There is now a “generation of people whose only encounter with India seems to be through the prism of the security forces,” said Amitabh Mattoo, a professor of international relations at Jawaharlal Nehru University and a longtime observer of the Kashmir conflict.

A Himalayan region claimed by both India and Pakistan, Kashmir is divided by a heavily militarized frontier. The insurgency in Jammu and Kashmir began in 1989 and has ebbed and flowed in the intervening years. Pakistan has lent active support to the militancy, much to India’s fury. The number of militants is thought to be only a few hundred today, far less than at the insurgency’s peak in the 1990s and early 2000s.

Still, recruitment by militant groups is on the rise.

“The militancy is becoming much more homegrown now,” said Ayjaz Ahmad Wani, a fellow at the Observer Research Foundation, a think tank based in Delhi. “The coming year may be more violent.”

Experts point to the 2016 killing of Burhan Wani, a 22-year-old militant commander who built a devoted following on social media, as a crucial turning point. In the weeks after Wani’s death, huge protests broke out across Kashmir.

In response, India used “excessive force that led to unlawful killings and a very high number of injuries,” according to a report released in June by the Office of the U.N. High Commissioner for Human Rights. The report also cited India’s use of “inherently inaccurate and indiscriminate” pellet-firing shotguns as a means of crowd dispersal, which left hundreds blinded. India rejected the report’s findings.

The upturn in violence coincided with the absence of any meaningful political process to address Kashmiri grievances on the part of the federal government, whose embrace of Hindu chauvinism has distressed Muslims across India.

“New Delhi has created the opportunity for the escalation, which has been taken advantage of by Pakistan [and] by the separatists,” said Ajai Sahni, executive director of the Institute for Conflict Management in Delhi.

Security officials in Kashmir say the increasing number of militants being killed is a sign of success. “We have launched more anti-militancy operations this year,” said Ravideep Sahai, a senior officer in the Central Reserve Police Force based in Srinagar.

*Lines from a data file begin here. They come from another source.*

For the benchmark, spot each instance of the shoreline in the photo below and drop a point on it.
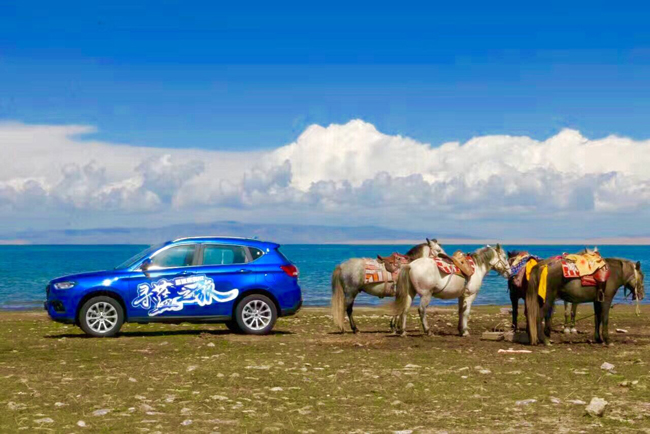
(604, 241)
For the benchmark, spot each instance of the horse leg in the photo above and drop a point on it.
(514, 299)
(402, 318)
(464, 309)
(546, 311)
(349, 303)
(548, 319)
(422, 310)
(598, 311)
(567, 318)
(574, 312)
(605, 321)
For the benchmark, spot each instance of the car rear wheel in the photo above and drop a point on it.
(101, 317)
(256, 314)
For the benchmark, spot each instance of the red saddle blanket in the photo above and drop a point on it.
(446, 266)
(375, 272)
(570, 271)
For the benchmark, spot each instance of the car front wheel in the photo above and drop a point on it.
(101, 317)
(256, 314)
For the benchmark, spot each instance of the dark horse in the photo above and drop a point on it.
(624, 273)
(517, 286)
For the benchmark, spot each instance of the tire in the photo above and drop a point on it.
(106, 325)
(256, 314)
(232, 326)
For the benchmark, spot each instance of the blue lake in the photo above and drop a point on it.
(25, 270)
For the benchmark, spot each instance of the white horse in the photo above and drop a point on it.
(348, 280)
(423, 277)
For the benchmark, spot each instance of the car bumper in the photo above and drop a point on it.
(56, 311)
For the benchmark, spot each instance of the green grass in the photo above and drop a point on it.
(304, 378)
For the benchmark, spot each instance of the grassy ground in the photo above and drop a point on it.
(305, 378)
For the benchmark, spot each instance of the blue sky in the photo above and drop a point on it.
(224, 76)
(304, 113)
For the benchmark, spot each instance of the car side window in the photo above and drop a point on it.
(255, 253)
(214, 254)
(177, 256)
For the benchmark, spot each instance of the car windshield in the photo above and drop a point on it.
(134, 259)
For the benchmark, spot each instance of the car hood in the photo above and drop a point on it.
(93, 275)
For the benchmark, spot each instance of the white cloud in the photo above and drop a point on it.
(335, 170)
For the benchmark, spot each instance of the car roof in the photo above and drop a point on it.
(251, 242)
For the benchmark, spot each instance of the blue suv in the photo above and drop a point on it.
(246, 284)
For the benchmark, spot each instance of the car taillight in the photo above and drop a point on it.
(290, 269)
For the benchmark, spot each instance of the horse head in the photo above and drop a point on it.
(435, 249)
(513, 255)
(500, 261)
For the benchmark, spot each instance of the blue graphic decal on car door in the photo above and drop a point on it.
(174, 294)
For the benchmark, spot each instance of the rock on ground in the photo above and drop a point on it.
(596, 407)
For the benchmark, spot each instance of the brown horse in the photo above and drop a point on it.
(517, 286)
(624, 273)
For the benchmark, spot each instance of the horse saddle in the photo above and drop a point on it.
(522, 268)
(459, 263)
(384, 270)
(591, 268)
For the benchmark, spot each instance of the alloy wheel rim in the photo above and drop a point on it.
(257, 314)
(101, 317)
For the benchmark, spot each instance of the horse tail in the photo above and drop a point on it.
(532, 306)
(403, 295)
(338, 299)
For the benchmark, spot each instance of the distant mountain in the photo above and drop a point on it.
(281, 233)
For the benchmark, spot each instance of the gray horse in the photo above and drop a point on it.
(348, 280)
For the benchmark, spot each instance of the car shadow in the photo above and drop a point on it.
(153, 333)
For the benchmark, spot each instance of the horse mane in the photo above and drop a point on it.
(483, 255)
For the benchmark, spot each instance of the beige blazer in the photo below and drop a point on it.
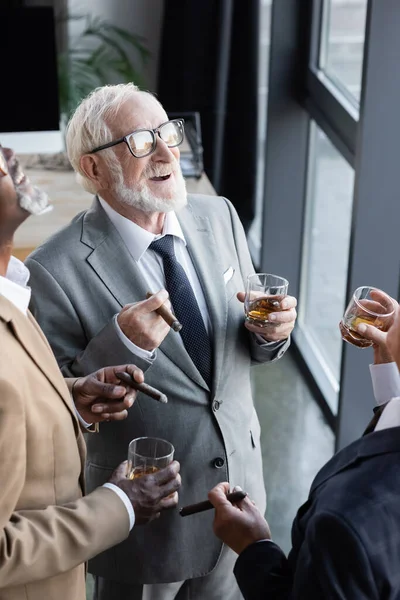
(47, 528)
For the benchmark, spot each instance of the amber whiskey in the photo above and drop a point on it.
(259, 310)
(140, 471)
(351, 335)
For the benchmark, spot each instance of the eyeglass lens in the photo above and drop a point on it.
(142, 142)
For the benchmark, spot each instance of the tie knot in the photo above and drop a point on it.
(164, 246)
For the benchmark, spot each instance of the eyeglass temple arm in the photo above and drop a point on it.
(109, 145)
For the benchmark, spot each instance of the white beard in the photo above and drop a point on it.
(143, 198)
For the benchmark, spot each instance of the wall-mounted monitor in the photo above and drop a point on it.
(28, 72)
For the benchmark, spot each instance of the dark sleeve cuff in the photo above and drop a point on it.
(262, 572)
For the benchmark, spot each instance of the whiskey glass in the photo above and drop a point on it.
(368, 305)
(148, 455)
(264, 293)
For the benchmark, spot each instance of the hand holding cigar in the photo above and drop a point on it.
(142, 387)
(167, 315)
(192, 509)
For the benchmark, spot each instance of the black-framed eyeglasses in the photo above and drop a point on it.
(143, 142)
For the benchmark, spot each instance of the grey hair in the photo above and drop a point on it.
(87, 128)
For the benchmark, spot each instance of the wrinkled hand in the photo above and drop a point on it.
(141, 325)
(102, 397)
(238, 525)
(379, 338)
(149, 494)
(281, 323)
(393, 338)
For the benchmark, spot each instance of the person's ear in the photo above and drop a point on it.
(94, 169)
(3, 165)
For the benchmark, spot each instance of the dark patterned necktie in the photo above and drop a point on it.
(185, 307)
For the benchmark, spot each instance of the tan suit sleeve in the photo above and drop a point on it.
(38, 544)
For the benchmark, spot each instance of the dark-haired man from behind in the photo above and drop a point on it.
(346, 537)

That also increases the risk to security personnel, he said: More operations lead to greater chances of fatal encounters.

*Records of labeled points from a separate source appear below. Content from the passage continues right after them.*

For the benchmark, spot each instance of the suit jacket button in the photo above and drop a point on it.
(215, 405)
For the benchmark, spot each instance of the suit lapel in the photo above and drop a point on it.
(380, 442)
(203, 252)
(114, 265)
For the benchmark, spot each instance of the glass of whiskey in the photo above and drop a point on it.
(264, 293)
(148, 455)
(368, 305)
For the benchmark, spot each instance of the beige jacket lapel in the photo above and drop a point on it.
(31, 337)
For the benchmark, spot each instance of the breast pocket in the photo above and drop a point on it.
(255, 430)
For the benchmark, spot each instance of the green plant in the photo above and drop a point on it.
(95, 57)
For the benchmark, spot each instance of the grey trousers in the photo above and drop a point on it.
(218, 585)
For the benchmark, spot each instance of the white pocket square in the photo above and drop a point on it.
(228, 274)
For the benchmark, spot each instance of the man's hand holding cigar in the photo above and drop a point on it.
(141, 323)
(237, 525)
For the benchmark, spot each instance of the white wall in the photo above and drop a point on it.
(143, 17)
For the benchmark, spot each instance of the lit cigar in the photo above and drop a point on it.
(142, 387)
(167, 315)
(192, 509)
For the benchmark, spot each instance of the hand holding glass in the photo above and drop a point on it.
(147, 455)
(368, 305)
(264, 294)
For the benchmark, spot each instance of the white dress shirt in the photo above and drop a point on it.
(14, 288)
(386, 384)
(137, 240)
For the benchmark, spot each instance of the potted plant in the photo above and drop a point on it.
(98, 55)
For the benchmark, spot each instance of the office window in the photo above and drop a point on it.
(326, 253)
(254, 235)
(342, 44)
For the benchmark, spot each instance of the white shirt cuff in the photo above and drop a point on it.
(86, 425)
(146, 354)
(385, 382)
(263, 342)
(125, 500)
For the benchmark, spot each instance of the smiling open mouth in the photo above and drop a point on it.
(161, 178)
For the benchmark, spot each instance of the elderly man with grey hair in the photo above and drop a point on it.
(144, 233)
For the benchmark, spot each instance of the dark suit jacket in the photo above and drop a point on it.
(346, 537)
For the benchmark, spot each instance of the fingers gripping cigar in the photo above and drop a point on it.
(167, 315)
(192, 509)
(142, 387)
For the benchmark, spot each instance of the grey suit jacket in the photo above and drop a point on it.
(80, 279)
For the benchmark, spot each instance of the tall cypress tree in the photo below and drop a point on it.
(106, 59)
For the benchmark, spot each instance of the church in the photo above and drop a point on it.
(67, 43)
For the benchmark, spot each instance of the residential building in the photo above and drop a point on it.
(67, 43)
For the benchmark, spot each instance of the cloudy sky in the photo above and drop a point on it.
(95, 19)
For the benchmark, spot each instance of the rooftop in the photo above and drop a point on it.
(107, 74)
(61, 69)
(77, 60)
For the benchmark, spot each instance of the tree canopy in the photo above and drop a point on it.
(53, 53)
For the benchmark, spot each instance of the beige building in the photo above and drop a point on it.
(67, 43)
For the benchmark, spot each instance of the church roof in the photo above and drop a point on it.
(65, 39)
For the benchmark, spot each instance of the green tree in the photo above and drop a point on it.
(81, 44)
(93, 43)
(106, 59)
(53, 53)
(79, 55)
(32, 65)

Meanwhile, there are signs that militants are also changing their tactics. In recent months, they have abducted and killed police officers. In November, the Hizbul Mujahideen, a local militant group, circulated videos on social media showing the executions of alleged informers — a brutal move not seen before in Kashmir.

In the village of Sirnoo, members of Hizb ul-Mujahideen dug a trench in a nearby orchard, covered it with sheets of corrugated metal and used it as a hideout. The gun battle between the militants and the security forces lasted an hour, villagers said. When it was over, three militants and one soldier were dead.

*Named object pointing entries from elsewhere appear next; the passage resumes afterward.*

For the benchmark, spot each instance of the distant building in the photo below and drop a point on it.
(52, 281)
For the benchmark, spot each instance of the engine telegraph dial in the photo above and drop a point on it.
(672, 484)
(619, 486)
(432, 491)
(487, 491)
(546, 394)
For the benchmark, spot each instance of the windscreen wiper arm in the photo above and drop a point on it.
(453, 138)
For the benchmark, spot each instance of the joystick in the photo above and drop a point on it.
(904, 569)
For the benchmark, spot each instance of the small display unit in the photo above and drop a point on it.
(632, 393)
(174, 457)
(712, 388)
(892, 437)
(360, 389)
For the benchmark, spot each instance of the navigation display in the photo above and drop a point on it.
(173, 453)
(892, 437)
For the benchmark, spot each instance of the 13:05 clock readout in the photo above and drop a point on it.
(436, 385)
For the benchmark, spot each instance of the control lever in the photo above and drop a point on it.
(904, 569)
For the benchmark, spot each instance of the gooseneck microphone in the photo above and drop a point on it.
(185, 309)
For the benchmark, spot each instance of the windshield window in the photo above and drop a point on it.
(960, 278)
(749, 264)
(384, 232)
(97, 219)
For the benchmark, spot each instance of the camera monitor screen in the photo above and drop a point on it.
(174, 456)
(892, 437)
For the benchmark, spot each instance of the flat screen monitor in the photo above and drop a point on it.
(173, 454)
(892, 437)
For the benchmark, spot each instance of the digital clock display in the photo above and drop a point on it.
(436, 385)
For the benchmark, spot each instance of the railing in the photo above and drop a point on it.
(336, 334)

“There was a hideout inside the orchard from which the militants came out to fire at the security forces. Why would the crowd go to the encounter site? They wanted to disrupt the operations,” said Muneer Ahmad Khan, a senior police officer. A police statement said that “a crowd came dangerously close” to the site of the encounter with militants and expressed regret at the civilian deaths. 

As the security forces retreated, groups of young men began to pelt them with stones, said Mushtaq Ahmad Wani, 28, who saw the clash move from the site of the gun battle with the militants to the village itself. 

Ghulam Mohidin Lone, 80, said the security forces fired into the air to disperse the crowds. Then a vehicle stopped outside his house, and soldiers began shooting. One bullet hit 18-year-old Owais Yusuf Najar, who Lone said was tending to another injured person. “He died on the spot,” Lone said. “His brain spilled out.”

Owais’s father, Mohammad Yusuf Najar, said his son was working as an auto mechanic and planned to continue his studies. “He was not a stone-thrower; he was not a militant. He had just gone to fetch water for an injured boy before he was killed,” Najar said. His death “is a wound which will never heal.”